差し上げる。献上する。▽「与ふ」「贈る」の謙譲語。

「人に物を取らせたるも、ついでなくて、『これをたてまつらん』と言ひたる、まことの志なり」

[訳] 人に物を与える場合も、何のきっかけもなくて、「これを差し上げましょう」と言っているのが本当の誠意である。

お伺いさせる。参上させる。▽「遣(や)る」の謙譲語。

「『上渡らせ給(たま)ひて、かかること』など殿に申しにたてまつられたりければ」

[訳] 「天皇様が(女御の所に)おいでになって、これこれのことが(行われています)」と、人々が左大臣殿にお知らせするために(使いを)参上させなさったので。

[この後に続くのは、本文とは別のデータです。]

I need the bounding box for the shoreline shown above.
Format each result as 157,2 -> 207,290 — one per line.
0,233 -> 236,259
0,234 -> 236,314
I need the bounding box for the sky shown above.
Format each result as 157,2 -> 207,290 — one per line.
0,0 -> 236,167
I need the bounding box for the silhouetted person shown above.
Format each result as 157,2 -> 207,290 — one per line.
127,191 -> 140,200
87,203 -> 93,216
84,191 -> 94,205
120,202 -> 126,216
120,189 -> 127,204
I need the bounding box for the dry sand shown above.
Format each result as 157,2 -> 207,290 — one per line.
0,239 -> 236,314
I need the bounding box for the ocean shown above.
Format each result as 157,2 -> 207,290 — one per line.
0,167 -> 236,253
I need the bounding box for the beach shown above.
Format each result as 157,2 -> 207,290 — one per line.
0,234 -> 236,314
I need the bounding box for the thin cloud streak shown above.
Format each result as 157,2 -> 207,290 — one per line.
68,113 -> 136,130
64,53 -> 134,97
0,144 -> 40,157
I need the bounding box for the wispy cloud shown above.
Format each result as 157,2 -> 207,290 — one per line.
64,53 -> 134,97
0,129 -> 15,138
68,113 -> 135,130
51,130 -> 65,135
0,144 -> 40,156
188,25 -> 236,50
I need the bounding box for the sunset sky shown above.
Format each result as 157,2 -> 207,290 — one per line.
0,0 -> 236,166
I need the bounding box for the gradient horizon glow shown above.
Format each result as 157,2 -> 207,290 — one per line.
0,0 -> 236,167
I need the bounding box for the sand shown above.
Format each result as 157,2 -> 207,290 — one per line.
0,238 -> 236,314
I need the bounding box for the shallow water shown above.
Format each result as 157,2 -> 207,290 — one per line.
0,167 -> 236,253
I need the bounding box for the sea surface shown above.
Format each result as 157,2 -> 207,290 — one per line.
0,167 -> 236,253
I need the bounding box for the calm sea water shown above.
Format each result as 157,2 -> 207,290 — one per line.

召し上がる。お召しになる。▽「飲む」「食ふ」「着る」の尊敬語。

「一人の天人言ふ、『壺(つぼ)なる御薬たてまつれ』」

[訳] 一人の天人がかぐや姫に言うには「壺にあるお薬を召し上がれ」。

[二]自動詞ラ行四段活用

活用{ら/り/る/る/れ/れ}

お乗りになる。▽「乗る」の尊敬語。

[訳] (帝(みかど)は)御輿にお乗りになってから。

[三]他動詞ラ行下二段活用

「君の御許よりは、惟光(これみつ)をたてまつれ給(たま)へり」

[訳] 源氏のおもとからは、従者の惟光を参上させなさった。

[四]補助動詞ラ行四段活用

活用{ら/り/る/る/れ/れ}

〔動詞や受身・使役の助動詞の連用形に付いて〕…申し上げる。▽謙譲の意を表す。

[訳] 九月二十日ごろ、ある人に誘われ申し上げて。

参考

同じ謙譲の補助動詞に「聞こゆ」があるが、『源氏物語』などでは、「奉る」は「見る」「聞く」、および「返す」「抱く」などの動作を表す動詞、助動詞「る」「らる」「す」「さす」「しむ」に付き、「聞こゆ」は「思ふ」「恋ふ」などの精神活動を表す動詞に付く傾向があるといわれる。